Ainda assim, no meio do desespero, surgiram atos de coragem. Quando chegou a hora de exterminar as “cobaias”, os guardas enfrentaram uma resistência inesperada: as próprias prisioneiras se uniram para esconder as sobreviventes desses experimentos. “Esses testes não provaram nada para a ciência, mas provaram muito sobre a humanidade,” escreve Helm, destacando a solidariedade que floresceu no inferno de Ravensbrück.

A trágica realidade de Ravensbrück também envolveu um dos últimos atos de extermínio nazista. Mesmo após a suspensão das câmaras de gás nos campos da Europa Oriental, uma foi montada em Ravensbrück em 1945. Seis mil mulheres foram assassinadas nessa fase final, um número terrível que ficou amplamente esquecido nas páginas da história.

Por que Ravensbrück, um local de tamanho sofrimento e coragem, foi relegado ao esquecimento? Parte dessa negligência pode ser atribuída à divisão da Alemanha no pós-guerra. Com o início da Guerra Fria, Ravensbrück, localizado na Alemanha Oriental, caiu sob a Cortina de Ferro. O campo, que antes testemunhara crimes de gênero hediondos, foi convertido em símbolo da resistência comunista, apagando das memórias ocidentais as histórias das mulheres que ali sofreram e resistiram.

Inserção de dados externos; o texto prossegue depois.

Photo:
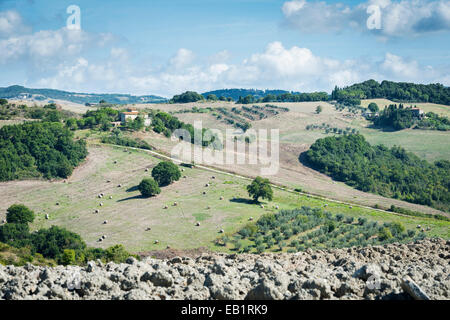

A consequência dessa amnésia histórica é clara: ignorar Ravensbrück significa ignorar uma parte crucial da Segunda Guerra Mundial e da história das mulheres. “Não lembrar de Ravensbrück é esquecer as mulheres que enfrentaram o pior da crueldade nazista e, ainda assim, resistiram,” conclui Helm.

Entre essas mulheres estavam figuras como Rosa Jochmann, ativista pelos direitos femininos, e Läthe Leichter, feminista socialista austríaca. Ravensbrück não era apenas um campo de concentração; era um local onde o terror nazista se uniu a uma brutalidade de gênero, com abortos forçados, esterilizações e prostituição forçada. Mulheres como Elsa Krug, uma prostituta alemã que se recusou a se submeter à violência contra suas companheiras de cativeiro, demonstraram uma resiliência que desafia as sombras da história.

Hoje, embora a maioria dos nomes e rostos das prisioneiras de Ravensbrück tenha desaparecido, as histórias de coragem, resistência e sofrimento ainda ecoam. E, para lembrar essas mulheres, é preciso trazer à luz os crimes cometidos contra elas – crimes que, por muitos anos, foram obscurecidos pelo silêncio da história.